An alternative way of spotting very early signs of esophageal cancer would be to look for important genetic changes. However, researchers from the University of Cambridge have shown that variations in mutations across the esophagus mean that standard biopsies may miss cells with important mutations. A sample was more likely to pick up key mutations if taken using the Cytosponge, developed by Professor Rebecca Fitzgerald at the Medical Research Council Cancer Research Unit at the University of Cambridge.
"The trouble with Barrett's esophagus is that it looks bland and might span over 10cm," explained Professor Fitzgerald. "We created a map of mutations in a patient with the condition and found that within this stretch, there is a great deal of variation amongst cells. Some might carry an important mutation, but many will not. If you're taking a biopsy, this relies on your hitting the right spot. Using the Cytosponge appears to remove some of this game of chance."
Professor Fitzgerald and colleagues carried out whole genome sequencing to analyze paired Barrett's esophagus and esophageal cancer samples taken at one point in time from 23 patients, as well as 73 samples taken over a three-year period from one patient with Barrett's esophagus.
The researchers found patterns of mutations in the genome - where one 'letter' of DNA might change to another, for example from a C to a T - that provided a 'fingerprint' of the causes of the cancer. The Cambridge team found fingerprints which they believe are likely to be due to the damage caused to the lining of the esophagus by stomach acid splashing onto its walls; the same fingerprints could be seen in both Barrett's esophagus and esophageal cancer, suggest that these changes occur very early on the process.
Even in areas of Barrett's esophagus without cancer, the researchers found a large number of mutations in their tissue - on average 12,000 per person (compared to an average of 18,000 mutations within the cancer).

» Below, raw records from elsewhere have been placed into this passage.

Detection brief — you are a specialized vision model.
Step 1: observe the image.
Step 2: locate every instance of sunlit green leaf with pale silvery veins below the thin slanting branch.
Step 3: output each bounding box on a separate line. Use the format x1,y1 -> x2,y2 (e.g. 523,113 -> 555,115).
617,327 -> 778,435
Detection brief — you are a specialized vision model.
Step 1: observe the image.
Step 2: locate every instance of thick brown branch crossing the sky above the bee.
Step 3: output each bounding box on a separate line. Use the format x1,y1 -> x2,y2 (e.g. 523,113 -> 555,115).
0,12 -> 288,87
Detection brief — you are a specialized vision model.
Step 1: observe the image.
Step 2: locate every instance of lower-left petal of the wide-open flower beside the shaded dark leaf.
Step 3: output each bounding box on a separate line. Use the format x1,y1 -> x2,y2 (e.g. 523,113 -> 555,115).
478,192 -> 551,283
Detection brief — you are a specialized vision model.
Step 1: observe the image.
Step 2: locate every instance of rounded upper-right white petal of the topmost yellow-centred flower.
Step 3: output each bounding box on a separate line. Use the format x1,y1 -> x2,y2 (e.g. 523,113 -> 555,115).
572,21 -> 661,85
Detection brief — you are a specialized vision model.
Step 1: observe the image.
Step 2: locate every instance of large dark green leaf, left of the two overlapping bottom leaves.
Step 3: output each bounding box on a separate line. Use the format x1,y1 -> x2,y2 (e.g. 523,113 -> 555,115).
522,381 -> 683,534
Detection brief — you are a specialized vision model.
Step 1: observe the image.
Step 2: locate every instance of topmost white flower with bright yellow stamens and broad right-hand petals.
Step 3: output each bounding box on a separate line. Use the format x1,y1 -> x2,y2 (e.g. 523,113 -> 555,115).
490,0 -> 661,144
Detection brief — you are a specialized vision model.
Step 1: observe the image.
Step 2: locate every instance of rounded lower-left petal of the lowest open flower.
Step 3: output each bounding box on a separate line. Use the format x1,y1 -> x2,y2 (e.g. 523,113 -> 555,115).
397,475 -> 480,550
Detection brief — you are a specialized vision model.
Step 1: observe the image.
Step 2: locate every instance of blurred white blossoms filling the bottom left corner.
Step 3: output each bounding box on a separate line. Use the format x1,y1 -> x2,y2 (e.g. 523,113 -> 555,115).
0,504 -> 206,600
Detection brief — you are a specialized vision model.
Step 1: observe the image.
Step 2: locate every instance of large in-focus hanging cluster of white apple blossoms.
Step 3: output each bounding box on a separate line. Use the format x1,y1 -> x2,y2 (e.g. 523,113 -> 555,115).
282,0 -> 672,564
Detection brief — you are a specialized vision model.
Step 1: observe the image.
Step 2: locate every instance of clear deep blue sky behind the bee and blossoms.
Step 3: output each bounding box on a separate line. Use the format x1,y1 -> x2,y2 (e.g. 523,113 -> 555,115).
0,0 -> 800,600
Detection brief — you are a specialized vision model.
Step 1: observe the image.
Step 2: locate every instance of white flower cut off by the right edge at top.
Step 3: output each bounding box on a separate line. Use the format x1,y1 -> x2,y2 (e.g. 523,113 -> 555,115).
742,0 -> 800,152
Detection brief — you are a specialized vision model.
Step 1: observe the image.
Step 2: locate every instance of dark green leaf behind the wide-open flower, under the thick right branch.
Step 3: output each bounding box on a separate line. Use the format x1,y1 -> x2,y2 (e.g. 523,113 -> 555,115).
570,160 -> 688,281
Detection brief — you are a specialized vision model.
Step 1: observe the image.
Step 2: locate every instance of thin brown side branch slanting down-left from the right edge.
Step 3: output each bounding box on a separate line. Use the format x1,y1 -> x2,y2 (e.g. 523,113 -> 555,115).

Many of these are likely to have been 'bystanders', genetic mutations that occurred along the way but that were not actually implicated in cancer.

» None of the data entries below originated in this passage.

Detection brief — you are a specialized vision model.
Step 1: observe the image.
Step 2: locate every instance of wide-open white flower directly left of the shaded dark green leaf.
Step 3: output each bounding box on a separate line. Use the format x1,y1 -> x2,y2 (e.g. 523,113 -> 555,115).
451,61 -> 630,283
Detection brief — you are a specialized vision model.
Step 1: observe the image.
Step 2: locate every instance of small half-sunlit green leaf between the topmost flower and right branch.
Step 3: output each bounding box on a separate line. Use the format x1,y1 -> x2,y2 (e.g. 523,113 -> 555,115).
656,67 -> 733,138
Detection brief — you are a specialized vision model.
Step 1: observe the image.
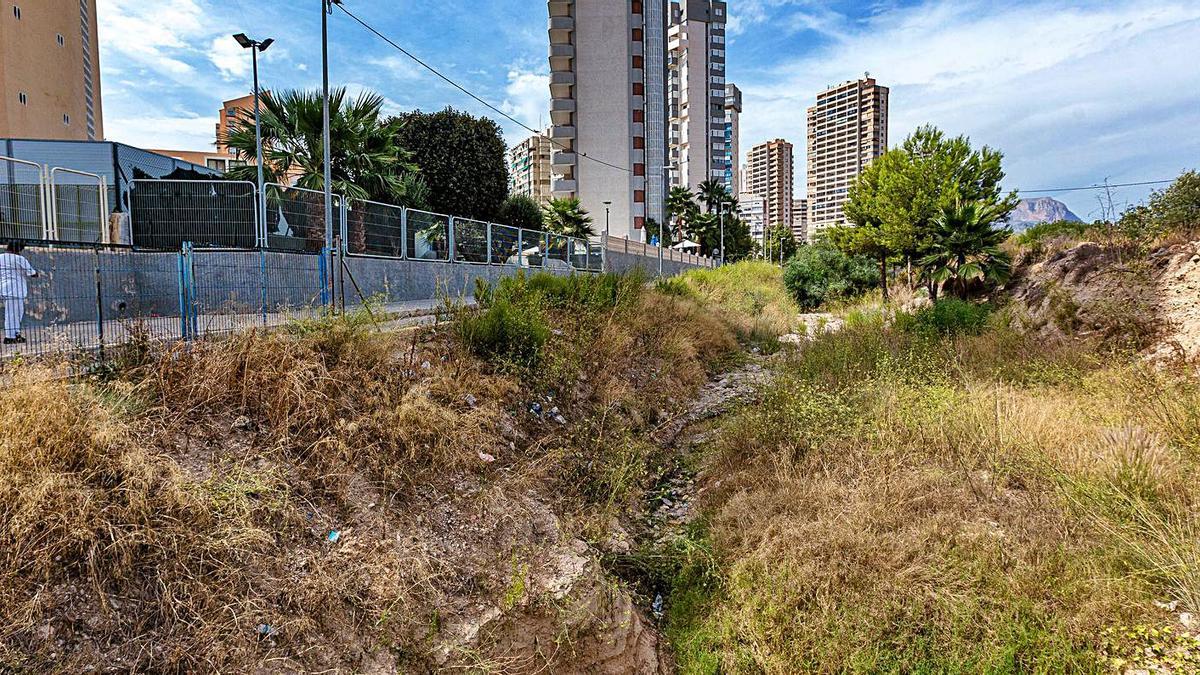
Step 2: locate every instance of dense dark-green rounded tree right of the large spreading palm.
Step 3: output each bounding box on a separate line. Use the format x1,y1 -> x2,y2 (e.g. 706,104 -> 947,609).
396,108 -> 509,220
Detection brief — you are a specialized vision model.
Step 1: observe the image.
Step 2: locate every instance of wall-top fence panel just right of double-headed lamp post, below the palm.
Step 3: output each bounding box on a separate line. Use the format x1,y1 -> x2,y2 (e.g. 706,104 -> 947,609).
264,183 -> 342,253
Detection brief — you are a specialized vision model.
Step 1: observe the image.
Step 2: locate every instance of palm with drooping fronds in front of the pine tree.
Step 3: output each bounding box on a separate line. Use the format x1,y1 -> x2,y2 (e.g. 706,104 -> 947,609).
920,196 -> 1013,300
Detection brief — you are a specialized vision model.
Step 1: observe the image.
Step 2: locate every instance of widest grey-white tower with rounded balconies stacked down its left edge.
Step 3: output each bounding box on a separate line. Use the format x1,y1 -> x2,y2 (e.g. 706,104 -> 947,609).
547,0 -> 668,240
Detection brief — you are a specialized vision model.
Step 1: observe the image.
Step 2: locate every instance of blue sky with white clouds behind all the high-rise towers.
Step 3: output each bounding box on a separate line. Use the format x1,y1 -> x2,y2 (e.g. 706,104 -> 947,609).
98,0 -> 1200,219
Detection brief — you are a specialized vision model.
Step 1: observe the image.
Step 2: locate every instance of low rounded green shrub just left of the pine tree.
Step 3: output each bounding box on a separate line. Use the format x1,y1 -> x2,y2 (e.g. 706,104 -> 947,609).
784,244 -> 878,310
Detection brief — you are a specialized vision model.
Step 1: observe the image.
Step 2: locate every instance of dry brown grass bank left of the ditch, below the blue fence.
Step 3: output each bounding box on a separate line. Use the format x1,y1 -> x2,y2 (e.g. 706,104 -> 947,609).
0,270 -> 737,673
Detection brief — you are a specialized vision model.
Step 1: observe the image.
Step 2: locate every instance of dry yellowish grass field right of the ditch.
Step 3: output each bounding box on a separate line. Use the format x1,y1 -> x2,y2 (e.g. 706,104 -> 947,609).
671,312 -> 1200,673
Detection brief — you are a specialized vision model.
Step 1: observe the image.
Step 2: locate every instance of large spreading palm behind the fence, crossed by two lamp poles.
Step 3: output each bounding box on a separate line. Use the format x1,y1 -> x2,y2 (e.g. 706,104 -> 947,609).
223,88 -> 428,208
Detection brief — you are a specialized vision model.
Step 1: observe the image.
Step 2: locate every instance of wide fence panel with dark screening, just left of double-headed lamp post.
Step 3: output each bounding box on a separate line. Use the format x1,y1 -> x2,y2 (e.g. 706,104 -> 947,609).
130,180 -> 259,250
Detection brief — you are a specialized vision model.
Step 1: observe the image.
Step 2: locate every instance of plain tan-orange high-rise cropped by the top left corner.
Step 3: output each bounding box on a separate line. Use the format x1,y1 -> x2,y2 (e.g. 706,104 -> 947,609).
0,0 -> 104,141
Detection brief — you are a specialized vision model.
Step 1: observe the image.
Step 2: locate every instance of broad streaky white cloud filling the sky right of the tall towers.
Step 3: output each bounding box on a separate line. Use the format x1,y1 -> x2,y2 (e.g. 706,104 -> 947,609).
732,0 -> 1200,211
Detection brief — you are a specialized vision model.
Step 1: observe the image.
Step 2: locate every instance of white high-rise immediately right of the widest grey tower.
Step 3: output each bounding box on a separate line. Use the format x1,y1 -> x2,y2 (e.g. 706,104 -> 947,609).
667,0 -> 742,191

The researchers found that there appeared to be a tipping point, where a patient would go from having lots of individual mutations, but no cancer, to a situation where large pieces of genetic information were being transferred not just between genes but between chromosomes.
Co-author Dr Caryn Ross-Innes adds: "We know very little about how you go from pre-cancer to cancer - and this is particularly the case in esophageal cancer. Barrett's esophagus and the cancer share many mutations, but we are now a step closer to understanding which are the important mutations that tip the condition over into a potentially deadly form of cancer."